The author of The Official Guide to Colonial Williamsburg and dozens of articles on historic preservation, University of Maryland professor Michael Olmert will describe how the restoration style used by John D. Rockefeller, Jr. in the 1920’s transformed towns like Easton and the subsequent development of the American suburb. He is a professor in the English Department at the University of Maryland and has published some 50 historic articles in the Colonial Williamsburg Journal. He is on the Board of the Saint Michaels Museum and leads Easton walking tours for the Talbot Historic Society.
300 years ago, Williamsburg, Virginia, was a cosmopolitan English community and the government seat of the richest and the most important colony in America. A major market for trade and commerce, it was also an intellectual center.
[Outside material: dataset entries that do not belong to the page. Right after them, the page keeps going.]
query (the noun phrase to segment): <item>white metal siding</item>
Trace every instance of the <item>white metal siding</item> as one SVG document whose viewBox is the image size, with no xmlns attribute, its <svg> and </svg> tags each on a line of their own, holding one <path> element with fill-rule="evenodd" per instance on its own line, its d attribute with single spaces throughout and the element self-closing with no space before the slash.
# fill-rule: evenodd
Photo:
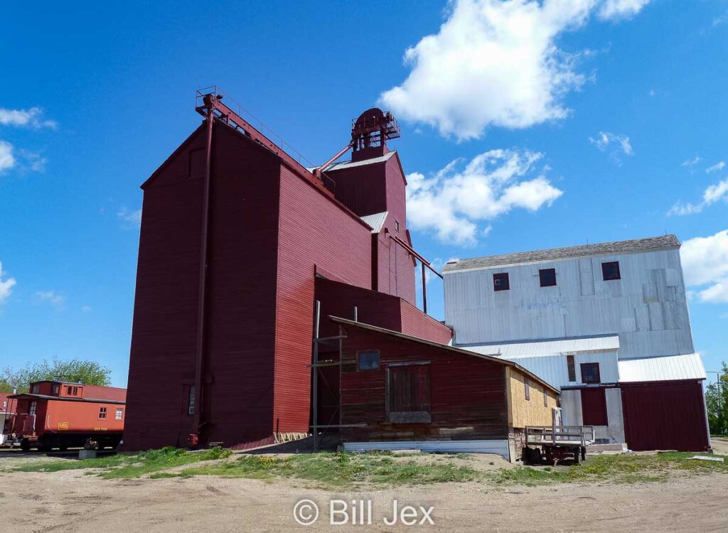
<svg viewBox="0 0 728 533">
<path fill-rule="evenodd" d="M 604 281 L 612 261 L 622 279 Z M 539 286 L 544 268 L 556 269 L 556 286 Z M 510 291 L 493 290 L 497 272 Z M 455 270 L 444 285 L 456 345 L 618 334 L 620 358 L 695 351 L 677 249 Z"/>
</svg>

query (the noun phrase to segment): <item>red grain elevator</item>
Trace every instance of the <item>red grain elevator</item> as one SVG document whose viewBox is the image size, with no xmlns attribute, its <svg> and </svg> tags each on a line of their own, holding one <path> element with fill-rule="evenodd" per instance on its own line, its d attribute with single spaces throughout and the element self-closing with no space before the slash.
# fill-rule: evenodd
<svg viewBox="0 0 728 533">
<path fill-rule="evenodd" d="M 309 170 L 198 95 L 202 125 L 141 186 L 124 450 L 308 433 L 317 277 L 415 303 L 390 114 Z"/>
</svg>

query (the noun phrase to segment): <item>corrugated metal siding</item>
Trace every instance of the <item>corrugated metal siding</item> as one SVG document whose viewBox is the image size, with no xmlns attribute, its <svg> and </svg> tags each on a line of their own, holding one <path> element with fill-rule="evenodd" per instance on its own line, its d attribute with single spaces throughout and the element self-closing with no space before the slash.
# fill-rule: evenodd
<svg viewBox="0 0 728 533">
<path fill-rule="evenodd" d="M 699 353 L 620 360 L 619 368 L 622 383 L 705 379 L 706 377 Z"/>
<path fill-rule="evenodd" d="M 425 315 L 408 301 L 400 301 L 402 333 L 428 341 L 447 344 L 452 339 L 452 330 L 432 317 Z M 384 326 L 383 326 L 384 327 Z"/>
<path fill-rule="evenodd" d="M 620 262 L 621 280 L 602 279 L 609 261 Z M 556 269 L 556 286 L 539 286 L 543 268 Z M 508 272 L 510 291 L 493 290 L 496 272 Z M 454 272 L 444 286 L 459 344 L 616 333 L 620 358 L 695 351 L 676 249 Z"/>
<path fill-rule="evenodd" d="M 346 328 L 341 360 L 341 423 L 345 442 L 507 438 L 505 378 L 497 363 L 459 355 L 376 332 Z M 359 350 L 380 352 L 380 369 L 357 371 Z M 432 422 L 392 424 L 387 419 L 386 368 L 403 361 L 431 365 Z"/>
<path fill-rule="evenodd" d="M 194 377 L 199 272 L 202 183 L 188 177 L 189 152 L 204 149 L 205 141 L 204 130 L 196 130 L 144 192 L 125 450 L 178 443 L 181 383 Z"/>
<path fill-rule="evenodd" d="M 488 343 L 467 346 L 458 344 L 457 347 L 486 355 L 498 354 L 507 358 L 539 357 L 562 353 L 616 352 L 620 348 L 620 337 L 612 335 L 579 339 L 556 339 L 533 342 Z"/>
<path fill-rule="evenodd" d="M 709 448 L 700 382 L 624 384 L 621 388 L 630 449 L 704 451 Z"/>
<path fill-rule="evenodd" d="M 307 431 L 314 265 L 369 287 L 371 233 L 285 167 L 280 213 L 274 426 L 283 433 Z"/>
</svg>

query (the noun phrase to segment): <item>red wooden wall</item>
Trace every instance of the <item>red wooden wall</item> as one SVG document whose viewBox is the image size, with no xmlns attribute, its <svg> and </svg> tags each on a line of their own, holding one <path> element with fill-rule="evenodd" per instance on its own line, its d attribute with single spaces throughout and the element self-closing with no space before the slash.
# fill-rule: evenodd
<svg viewBox="0 0 728 533">
<path fill-rule="evenodd" d="M 341 360 L 341 423 L 345 441 L 505 438 L 508 435 L 504 366 L 476 357 L 345 326 Z M 380 352 L 379 370 L 357 370 L 358 350 Z M 387 422 L 386 368 L 430 361 L 431 422 Z"/>
<path fill-rule="evenodd" d="M 700 382 L 622 384 L 620 388 L 630 449 L 703 451 L 710 447 Z"/>
</svg>

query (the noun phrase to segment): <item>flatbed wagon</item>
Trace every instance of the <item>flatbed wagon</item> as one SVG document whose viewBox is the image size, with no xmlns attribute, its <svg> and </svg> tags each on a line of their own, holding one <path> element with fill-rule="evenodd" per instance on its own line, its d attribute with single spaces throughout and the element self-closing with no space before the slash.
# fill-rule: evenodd
<svg viewBox="0 0 728 533">
<path fill-rule="evenodd" d="M 525 433 L 523 457 L 531 462 L 573 459 L 580 463 L 587 458 L 587 446 L 595 442 L 594 426 L 526 426 Z"/>
</svg>

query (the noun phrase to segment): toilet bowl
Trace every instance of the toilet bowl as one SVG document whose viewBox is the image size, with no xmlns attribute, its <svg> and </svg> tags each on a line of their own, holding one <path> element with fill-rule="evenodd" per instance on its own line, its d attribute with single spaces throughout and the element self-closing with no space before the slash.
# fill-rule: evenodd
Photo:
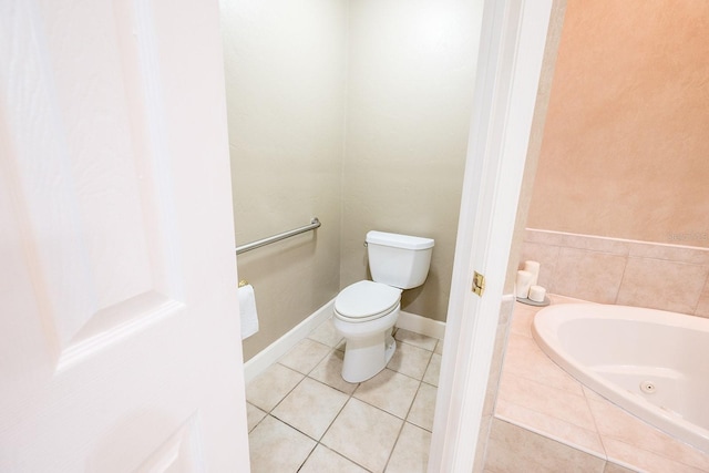
<svg viewBox="0 0 709 473">
<path fill-rule="evenodd" d="M 401 289 L 362 280 L 335 299 L 332 323 L 346 339 L 342 379 L 361 382 L 384 369 L 397 349 L 391 336 L 401 308 Z"/>
<path fill-rule="evenodd" d="M 394 354 L 391 333 L 401 292 L 424 282 L 433 239 L 372 230 L 366 246 L 374 280 L 354 282 L 335 299 L 332 322 L 346 340 L 342 379 L 348 382 L 372 378 Z"/>
</svg>

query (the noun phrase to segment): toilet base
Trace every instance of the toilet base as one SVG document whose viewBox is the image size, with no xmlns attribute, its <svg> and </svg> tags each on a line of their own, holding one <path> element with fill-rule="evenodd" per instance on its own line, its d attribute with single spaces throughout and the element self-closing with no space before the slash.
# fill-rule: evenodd
<svg viewBox="0 0 709 473">
<path fill-rule="evenodd" d="M 345 345 L 342 379 L 347 382 L 362 382 L 374 377 L 387 367 L 397 351 L 397 340 L 391 329 L 364 339 L 348 339 Z"/>
</svg>

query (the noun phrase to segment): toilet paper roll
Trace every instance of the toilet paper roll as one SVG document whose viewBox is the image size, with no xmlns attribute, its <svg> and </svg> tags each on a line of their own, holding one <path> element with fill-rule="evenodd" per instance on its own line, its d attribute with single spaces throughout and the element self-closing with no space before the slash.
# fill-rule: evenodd
<svg viewBox="0 0 709 473">
<path fill-rule="evenodd" d="M 534 300 L 535 302 L 544 302 L 544 298 L 546 297 L 546 289 L 542 286 L 530 286 L 530 300 Z"/>
<path fill-rule="evenodd" d="M 520 270 L 517 279 L 514 284 L 514 295 L 521 299 L 526 299 L 530 295 L 530 286 L 532 286 L 532 273 Z"/>
<path fill-rule="evenodd" d="M 522 269 L 532 273 L 532 286 L 536 286 L 537 281 L 540 280 L 541 266 L 542 265 L 540 265 L 540 261 L 524 261 L 524 266 L 522 267 Z"/>
</svg>

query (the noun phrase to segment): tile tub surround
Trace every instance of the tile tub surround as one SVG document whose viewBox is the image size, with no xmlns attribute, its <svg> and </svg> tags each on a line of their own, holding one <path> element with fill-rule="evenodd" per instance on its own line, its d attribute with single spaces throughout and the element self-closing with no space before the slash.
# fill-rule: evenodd
<svg viewBox="0 0 709 473">
<path fill-rule="evenodd" d="M 527 228 L 527 259 L 553 294 L 709 317 L 708 248 Z"/>
<path fill-rule="evenodd" d="M 538 310 L 515 305 L 485 471 L 709 471 L 709 455 L 605 400 L 546 357 L 531 332 Z"/>
<path fill-rule="evenodd" d="M 442 341 L 405 329 L 370 380 L 342 380 L 331 319 L 246 387 L 251 471 L 425 472 Z"/>
</svg>

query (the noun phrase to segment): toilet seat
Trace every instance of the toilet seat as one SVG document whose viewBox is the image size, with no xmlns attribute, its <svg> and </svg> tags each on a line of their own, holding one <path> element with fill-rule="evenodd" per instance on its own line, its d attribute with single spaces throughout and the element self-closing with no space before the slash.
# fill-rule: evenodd
<svg viewBox="0 0 709 473">
<path fill-rule="evenodd" d="M 401 289 L 381 282 L 354 282 L 335 299 L 335 316 L 348 322 L 367 322 L 391 313 L 399 307 Z"/>
</svg>

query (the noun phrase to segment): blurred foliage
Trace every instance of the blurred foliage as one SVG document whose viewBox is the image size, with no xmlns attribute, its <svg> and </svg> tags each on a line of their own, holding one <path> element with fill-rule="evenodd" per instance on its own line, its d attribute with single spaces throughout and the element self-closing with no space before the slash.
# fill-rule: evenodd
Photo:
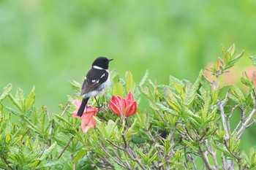
<svg viewBox="0 0 256 170">
<path fill-rule="evenodd" d="M 253 0 L 0 0 L 0 88 L 34 85 L 38 103 L 56 112 L 72 93 L 67 81 L 82 81 L 99 55 L 136 82 L 146 69 L 159 83 L 195 80 L 221 44 L 256 53 L 255 8 Z"/>
<path fill-rule="evenodd" d="M 76 118 L 79 82 L 69 82 L 74 96 L 60 106 L 59 114 L 34 106 L 34 88 L 25 96 L 20 88 L 15 93 L 8 84 L 0 93 L 0 168 L 255 169 L 255 139 L 241 136 L 255 127 L 256 84 L 244 72 L 239 78 L 247 87 L 245 94 L 236 85 L 220 85 L 219 77 L 243 56 L 236 53 L 234 45 L 222 50 L 222 57 L 209 69 L 215 75 L 212 81 L 203 69 L 195 81 L 170 76 L 168 84 L 151 80 L 148 72 L 138 84 L 130 72 L 124 79 L 111 72 L 105 96 L 99 97 L 102 107 L 94 117 L 96 125 L 86 134 L 81 128 L 88 124 L 83 120 L 91 117 L 82 117 L 82 122 Z M 251 57 L 252 61 L 255 58 Z M 117 109 L 129 107 L 133 100 L 140 104 L 143 96 L 149 108 L 140 105 L 134 115 L 119 117 L 108 104 L 113 94 L 129 96 L 126 104 L 112 101 Z M 6 105 L 5 100 L 11 104 Z M 92 107 L 97 105 L 91 102 Z"/>
</svg>

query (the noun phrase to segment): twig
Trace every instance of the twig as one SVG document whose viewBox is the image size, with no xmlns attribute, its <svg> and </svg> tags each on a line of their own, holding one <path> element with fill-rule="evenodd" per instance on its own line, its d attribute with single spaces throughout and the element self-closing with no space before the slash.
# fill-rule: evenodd
<svg viewBox="0 0 256 170">
<path fill-rule="evenodd" d="M 111 159 L 113 159 L 117 164 L 118 164 L 119 166 L 122 166 L 123 168 L 126 168 L 123 164 L 120 163 L 119 161 L 118 161 L 115 158 L 113 158 L 111 154 L 110 154 L 108 152 L 108 151 L 104 147 L 104 144 L 103 142 L 102 142 L 102 145 L 99 142 L 97 142 L 99 146 L 102 148 L 102 150 L 108 155 L 108 156 L 109 156 Z M 111 166 L 113 167 L 113 166 L 112 164 L 110 164 Z"/>
<path fill-rule="evenodd" d="M 219 169 L 219 164 L 217 162 L 217 160 L 216 158 L 216 150 L 215 151 L 212 150 L 212 141 L 211 139 L 210 140 L 209 143 L 209 147 L 208 147 L 208 142 L 206 141 L 205 146 L 206 147 L 207 151 L 210 153 L 211 155 L 212 160 L 214 161 L 214 166 L 216 169 Z"/>
<path fill-rule="evenodd" d="M 145 166 L 140 163 L 140 161 L 137 159 L 136 158 L 134 157 L 134 155 L 132 155 L 132 154 L 129 151 L 129 147 L 127 145 L 127 143 L 125 140 L 124 136 L 124 134 L 121 135 L 123 141 L 124 141 L 124 149 L 126 152 L 127 153 L 128 156 L 134 161 L 137 162 L 137 163 L 140 166 L 140 168 L 143 170 L 146 170 L 146 169 L 145 168 Z"/>
<path fill-rule="evenodd" d="M 225 100 L 223 101 L 223 103 L 225 103 L 226 101 L 227 98 L 227 94 L 226 95 L 226 97 L 225 97 Z M 225 115 L 225 112 L 224 112 L 222 102 L 219 98 L 218 98 L 218 100 L 219 100 L 219 109 L 220 115 L 222 117 L 222 122 L 223 128 L 224 128 L 224 131 L 226 131 L 226 134 L 224 136 L 224 138 L 225 138 L 224 139 L 228 139 L 230 138 L 230 136 L 229 136 L 230 133 L 229 133 L 227 127 L 227 123 L 226 123 Z"/>
<path fill-rule="evenodd" d="M 206 155 L 205 152 L 202 150 L 201 145 L 199 144 L 198 147 L 199 147 L 199 153 L 203 158 L 203 163 L 206 165 L 206 169 L 208 170 L 212 170 L 212 168 L 209 163 L 209 161 L 208 160 L 207 155 Z"/>
<path fill-rule="evenodd" d="M 162 115 L 160 114 L 160 112 L 158 111 L 158 109 L 156 109 L 157 113 L 158 113 L 158 115 L 159 115 L 159 117 L 161 117 L 161 119 L 165 122 L 165 123 L 166 125 L 168 125 L 168 123 L 165 120 L 165 119 L 162 116 Z"/>
<path fill-rule="evenodd" d="M 13 170 L 12 167 L 10 166 L 9 162 L 8 162 L 8 161 L 5 158 L 5 157 L 4 157 L 4 155 L 1 155 L 1 158 L 4 160 L 4 163 L 7 165 L 8 168 L 9 168 L 10 169 Z"/>
<path fill-rule="evenodd" d="M 122 147 L 121 147 L 116 145 L 116 144 L 113 143 L 113 142 L 112 142 L 111 141 L 110 141 L 108 139 L 106 139 L 106 141 L 107 141 L 108 143 L 111 144 L 113 146 L 117 147 L 118 149 L 121 150 L 124 150 L 124 148 L 122 148 Z"/>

But it was not the quaint idyllic community reflected by modern-day Colonial Williamsburg—whose architecture, gardens, and overall “style” changed the look of the 20th Century American suburb. All that came about as a result of one of the world’s largest historical restorations ever undertaken, which started in 1926, bankrolled by John D. Rockefeller, Jr.
Prof. Olmert’s talk will examine the modern history of Williamsburg and how it became the most-studied 18th Century town in the world. He will detail how the research required for its recreation in the 20th Century caused seismic changes in post-medieval archaeology, architectural history, American history, town planning, immigration & slavery, population studies, historic trades, dendrochronology, law and justice, restoration-vs.-reconstruction, 17th, 18th, and 19th Century studies, and more.
The St. Michaels Museum welcomes to its annual meetings all those interested in hearing Prof. Olmert’s fascinating lecture.